AirPrint contents of a UIView
Asked Answered
E

2

5

I'm trying to set up printing through an iPad app, where clicking Print will print a view with all of its contents. Here's what I've tried (pulled together from a few examples online):

// This is the View I want to print
// Just a 200x200 blue square
var testView = UIView(frame: CGRectMake(0, 0, 200, 200))
testView.backgroundColor = UIColor.blueColor()

let printInfo = UIPrintInfo(dictionary:nil)!
printInfo.outputType = UIPrintInfoOutputType.General
printInfo.jobName = "My Print Job"

// Set up print controller
let printController = UIPrintInteractionController.sharedPrintController()
printController!.printInfo = printInfo
// This is where I was thinking the print job got the
// contents to print to the page??
printController?.printFormatter = testView.viewPrintFormatter()

// Do it
printController!.presentFromRect(self.frame, inView: self, animated: true, completionHandler: nil)

However, I also read here that viewPrintFormatter is only available to UIWebView, UITextView, and MKMapView, is that correct?

When I print with this (using the printer simulator) I just get an empty page; tried with various printers/paper sizes.
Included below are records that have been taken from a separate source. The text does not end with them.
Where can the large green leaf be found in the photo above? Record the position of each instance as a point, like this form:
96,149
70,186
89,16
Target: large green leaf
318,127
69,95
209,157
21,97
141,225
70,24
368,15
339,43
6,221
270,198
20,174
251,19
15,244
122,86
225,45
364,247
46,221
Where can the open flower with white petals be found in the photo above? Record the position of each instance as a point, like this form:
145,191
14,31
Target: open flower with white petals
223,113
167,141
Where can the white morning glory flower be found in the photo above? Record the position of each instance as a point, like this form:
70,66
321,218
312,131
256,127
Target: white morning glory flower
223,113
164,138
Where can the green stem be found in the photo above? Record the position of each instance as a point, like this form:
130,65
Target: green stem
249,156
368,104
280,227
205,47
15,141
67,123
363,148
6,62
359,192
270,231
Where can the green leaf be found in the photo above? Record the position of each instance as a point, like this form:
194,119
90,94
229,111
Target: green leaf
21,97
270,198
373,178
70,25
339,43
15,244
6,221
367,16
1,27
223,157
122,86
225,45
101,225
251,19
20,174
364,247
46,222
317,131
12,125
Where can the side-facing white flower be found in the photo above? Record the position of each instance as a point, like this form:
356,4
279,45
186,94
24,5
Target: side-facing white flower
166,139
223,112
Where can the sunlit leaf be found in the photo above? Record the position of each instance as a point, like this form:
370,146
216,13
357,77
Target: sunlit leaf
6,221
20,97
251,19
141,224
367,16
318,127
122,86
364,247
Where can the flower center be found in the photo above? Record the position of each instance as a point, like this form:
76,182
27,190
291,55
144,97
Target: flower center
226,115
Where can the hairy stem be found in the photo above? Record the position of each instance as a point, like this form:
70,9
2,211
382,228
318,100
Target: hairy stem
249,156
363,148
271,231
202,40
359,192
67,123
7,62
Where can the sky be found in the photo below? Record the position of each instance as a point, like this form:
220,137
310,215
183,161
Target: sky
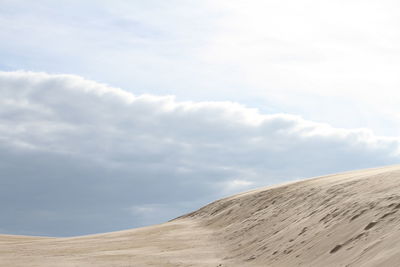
121,114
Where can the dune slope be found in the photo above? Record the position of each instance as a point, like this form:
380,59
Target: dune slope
349,219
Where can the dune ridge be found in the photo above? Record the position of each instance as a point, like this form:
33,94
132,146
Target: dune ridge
347,219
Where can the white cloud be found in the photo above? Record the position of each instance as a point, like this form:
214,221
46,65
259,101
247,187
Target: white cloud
85,152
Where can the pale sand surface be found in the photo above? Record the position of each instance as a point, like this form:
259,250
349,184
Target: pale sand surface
349,219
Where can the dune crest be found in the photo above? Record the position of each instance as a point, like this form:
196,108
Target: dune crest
348,219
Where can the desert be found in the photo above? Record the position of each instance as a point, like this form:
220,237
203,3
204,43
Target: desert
346,219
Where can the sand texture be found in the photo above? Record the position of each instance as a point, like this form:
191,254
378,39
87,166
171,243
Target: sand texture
348,219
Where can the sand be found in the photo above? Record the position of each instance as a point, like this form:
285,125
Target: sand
348,219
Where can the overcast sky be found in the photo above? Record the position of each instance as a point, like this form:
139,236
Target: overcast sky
118,114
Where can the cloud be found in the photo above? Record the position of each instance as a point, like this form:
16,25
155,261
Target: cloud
77,156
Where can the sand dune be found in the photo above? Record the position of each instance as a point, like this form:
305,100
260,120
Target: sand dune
349,219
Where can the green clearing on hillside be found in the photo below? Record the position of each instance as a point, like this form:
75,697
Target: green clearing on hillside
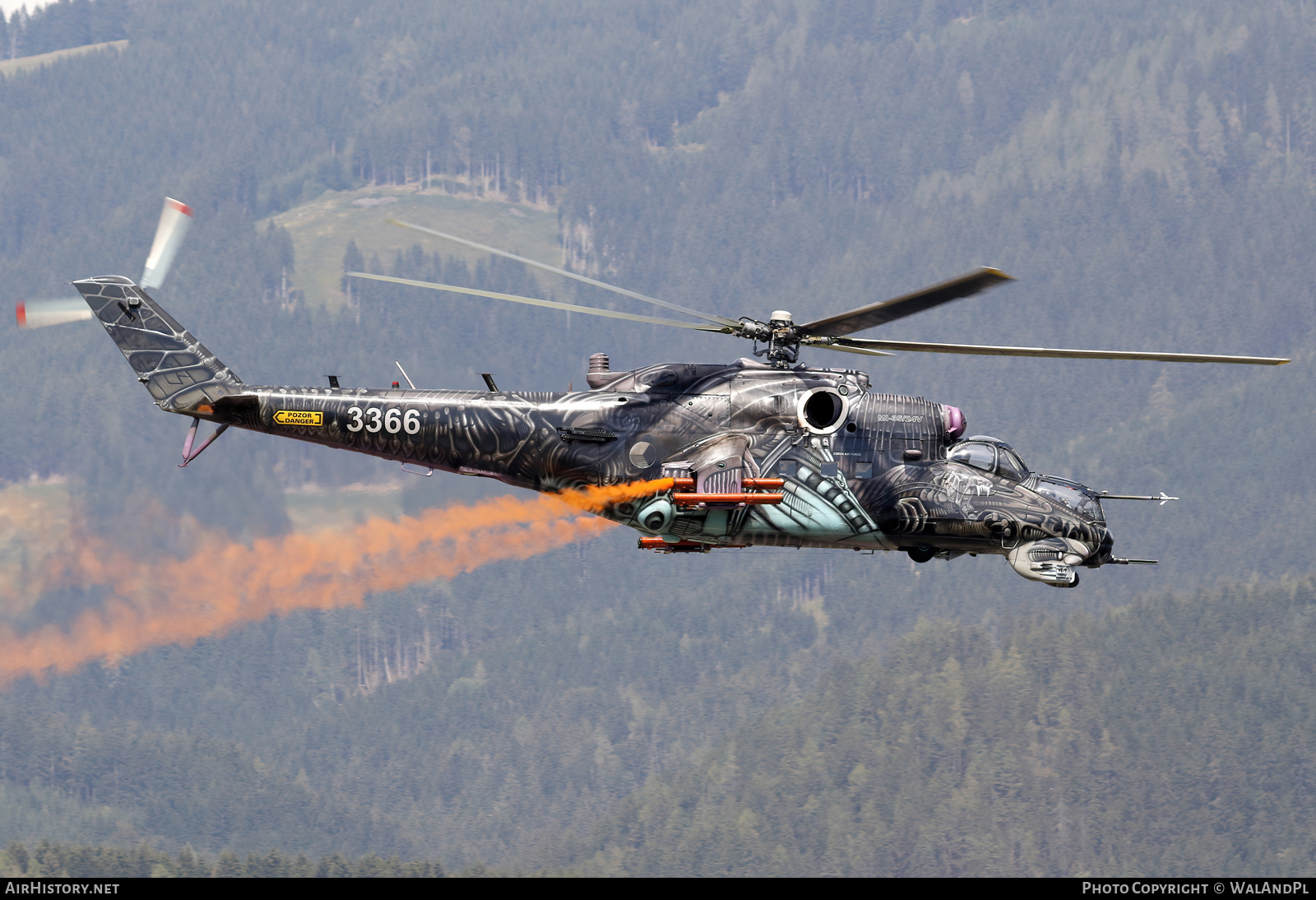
28,63
322,230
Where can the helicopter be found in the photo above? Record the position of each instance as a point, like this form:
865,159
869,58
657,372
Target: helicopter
761,452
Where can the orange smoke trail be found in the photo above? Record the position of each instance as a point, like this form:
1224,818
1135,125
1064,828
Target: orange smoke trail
223,584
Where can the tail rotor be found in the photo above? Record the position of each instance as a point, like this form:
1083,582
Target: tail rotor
175,219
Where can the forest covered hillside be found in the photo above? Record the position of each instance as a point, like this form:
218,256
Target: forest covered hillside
1147,174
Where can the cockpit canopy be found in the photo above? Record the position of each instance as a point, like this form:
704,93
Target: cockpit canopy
1072,495
990,456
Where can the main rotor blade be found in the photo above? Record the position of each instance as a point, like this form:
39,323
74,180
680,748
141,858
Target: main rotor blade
982,350
711,318
550,304
888,311
846,349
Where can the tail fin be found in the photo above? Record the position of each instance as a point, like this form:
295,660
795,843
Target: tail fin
182,375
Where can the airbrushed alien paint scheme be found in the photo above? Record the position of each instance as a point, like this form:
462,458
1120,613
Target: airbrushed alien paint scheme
757,452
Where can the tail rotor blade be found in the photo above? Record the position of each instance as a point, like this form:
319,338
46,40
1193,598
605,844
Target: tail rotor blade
175,220
39,313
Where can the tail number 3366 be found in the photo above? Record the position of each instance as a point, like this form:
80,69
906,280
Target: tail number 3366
392,421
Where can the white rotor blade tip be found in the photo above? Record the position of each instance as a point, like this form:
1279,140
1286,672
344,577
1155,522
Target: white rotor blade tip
39,313
175,220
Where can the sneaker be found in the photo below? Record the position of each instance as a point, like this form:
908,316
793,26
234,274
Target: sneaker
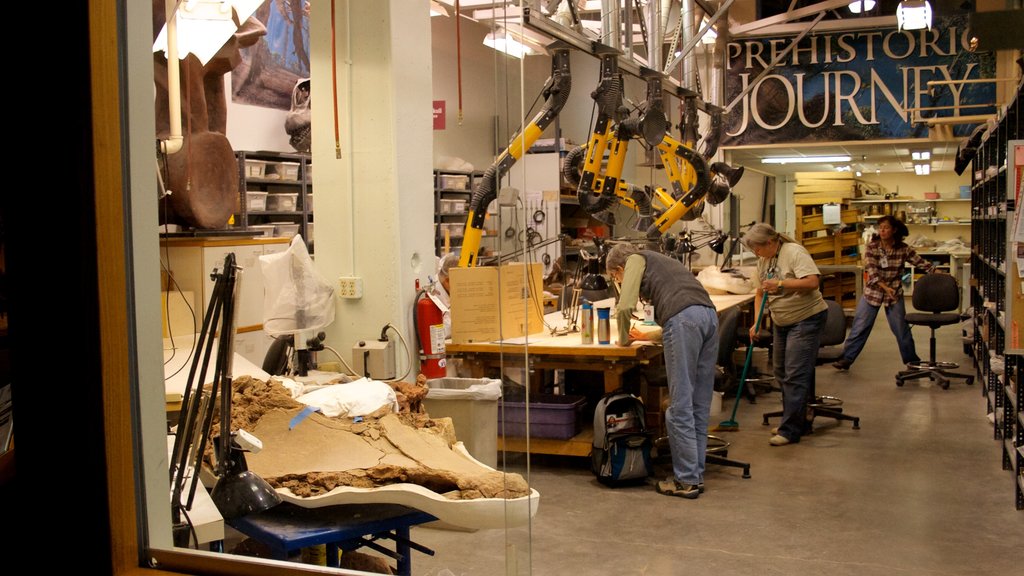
672,488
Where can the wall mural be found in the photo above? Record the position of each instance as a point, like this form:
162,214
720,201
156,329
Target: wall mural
269,70
849,86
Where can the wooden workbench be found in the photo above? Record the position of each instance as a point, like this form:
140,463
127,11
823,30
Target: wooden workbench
544,352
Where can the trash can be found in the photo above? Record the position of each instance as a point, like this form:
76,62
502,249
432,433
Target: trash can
472,405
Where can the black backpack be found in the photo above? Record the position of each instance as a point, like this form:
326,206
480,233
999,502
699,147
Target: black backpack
621,454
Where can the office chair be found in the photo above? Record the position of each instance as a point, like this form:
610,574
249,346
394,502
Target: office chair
829,348
935,295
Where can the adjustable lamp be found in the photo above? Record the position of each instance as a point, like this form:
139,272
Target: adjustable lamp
238,491
913,14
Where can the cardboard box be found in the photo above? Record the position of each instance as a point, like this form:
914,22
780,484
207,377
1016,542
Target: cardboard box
491,302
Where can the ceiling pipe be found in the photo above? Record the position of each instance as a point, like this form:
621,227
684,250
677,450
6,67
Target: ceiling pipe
610,27
689,62
173,144
687,46
654,36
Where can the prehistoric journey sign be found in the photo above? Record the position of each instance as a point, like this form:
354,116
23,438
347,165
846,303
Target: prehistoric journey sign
856,85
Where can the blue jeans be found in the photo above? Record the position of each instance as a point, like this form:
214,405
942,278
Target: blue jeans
863,321
795,351
690,343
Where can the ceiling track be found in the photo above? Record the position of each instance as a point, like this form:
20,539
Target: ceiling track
541,24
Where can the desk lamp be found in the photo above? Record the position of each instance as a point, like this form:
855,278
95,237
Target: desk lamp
238,491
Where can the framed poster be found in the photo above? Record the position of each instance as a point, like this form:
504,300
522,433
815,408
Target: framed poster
269,69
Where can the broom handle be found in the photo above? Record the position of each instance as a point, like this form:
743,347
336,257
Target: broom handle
747,363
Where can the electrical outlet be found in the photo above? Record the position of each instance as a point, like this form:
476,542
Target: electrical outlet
350,287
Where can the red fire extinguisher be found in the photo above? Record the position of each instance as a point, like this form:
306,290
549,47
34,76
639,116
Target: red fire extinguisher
430,333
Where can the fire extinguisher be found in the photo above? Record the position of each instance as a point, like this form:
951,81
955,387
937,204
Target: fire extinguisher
429,322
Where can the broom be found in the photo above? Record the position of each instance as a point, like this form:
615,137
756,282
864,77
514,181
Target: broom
731,424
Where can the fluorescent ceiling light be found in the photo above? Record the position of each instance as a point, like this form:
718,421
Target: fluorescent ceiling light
804,159
711,36
437,9
858,6
913,14
504,42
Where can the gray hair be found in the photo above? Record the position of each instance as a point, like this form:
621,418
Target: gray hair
616,256
450,259
761,234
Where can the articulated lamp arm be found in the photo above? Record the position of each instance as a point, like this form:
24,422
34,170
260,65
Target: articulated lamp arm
556,91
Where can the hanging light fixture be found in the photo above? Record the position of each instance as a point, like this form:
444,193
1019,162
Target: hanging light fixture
913,14
503,41
203,27
858,6
805,159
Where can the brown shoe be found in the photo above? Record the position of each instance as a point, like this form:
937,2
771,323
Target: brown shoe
672,488
842,364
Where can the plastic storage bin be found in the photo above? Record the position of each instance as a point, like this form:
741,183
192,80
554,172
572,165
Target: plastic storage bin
262,230
288,170
550,416
283,202
256,168
255,201
285,230
472,405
Any guidance is much appreciated!

Emplane answered 4/9, 2015 at 17:30 Comment(2)
What happens when you try it?Umbilication
My bad - updated questionEmplane
E
9

I'm not sure if this is the proper way to do it, but I ended up solving this by converting the view to a UIImage and then setting it as the print controller's printingItem.

Updated code:

// This is the View I want to print
// Just a 200x200 blue square
var testView = UIView(frame: CGRectMake(0, 0, 200, 200))
testView.backgroundColor = UIColor.blueColor()

let printInfo = UIPrintInfo(dictionary:nil)!
printInfo.outputType = UIPrintInfoOutputType.General
printInfo.jobName = "My Print Job"

// Set up print controller
let printController = UIPrintInteractionController.sharedPrintController()
printController!.printInfo = printInfo

// Assign a UIImage version of my UIView as a printing iten
printController?.printingItem = testView!.toImage()

// Do it
printController!.presentFromRect(self.frame, inView: self, animated: true, completionHandler: nil)

The toImage() method is an extension to UIView:

extension UIView {
    func toImage() -> UIImage {
        UIGraphicsBeginImageContextWithOptions(bounds.size, false, UIScreen.mainScreen().scale)

        drawViewHierarchyInRect(self.bounds, afterScreenUpdates: true)

        let image = UIGraphicsGetImageFromCurrentImageContext()
        UIGraphicsEndImageContext()
        return image
    }
}

Open to alternative approaches if anyone has one!

Emplane answered 8/9, 2015 at 16:52 Comment(0)
R
2

Maybe someone (like me) needs to add border to the imageview before send it to the printer (otherwise the image will automatically fits to the sheet). I searched for some build-in methods in order to do this, but I haven't found it (btw, I read some hints from here). The trick is to add the view containing the image to an external view, and then center it.

    let borderWidth: CGFloat = 100.0
    let myImage = UIImage(named: "myImage.jpg")
    let internalPrintView = UIImageView(frame: CGRectMake(0, 0, myImage.size.width, myImage.size.height))
    let printView = UIView(frame: CGRectMake(0, 0, myImage.size.width + borderWidth*2, myImage.size.height + borderWidth*2))
    internalPrintView.image = myImage
    internalPrintView.center = CGPointMake(printView.frame.size.width/2, printView.frame.size.height/2)
    printView.addSubview(internalPrintView)
    printController.printingItem = printView.toImage()

It's a little bit complex but it does its dirty job.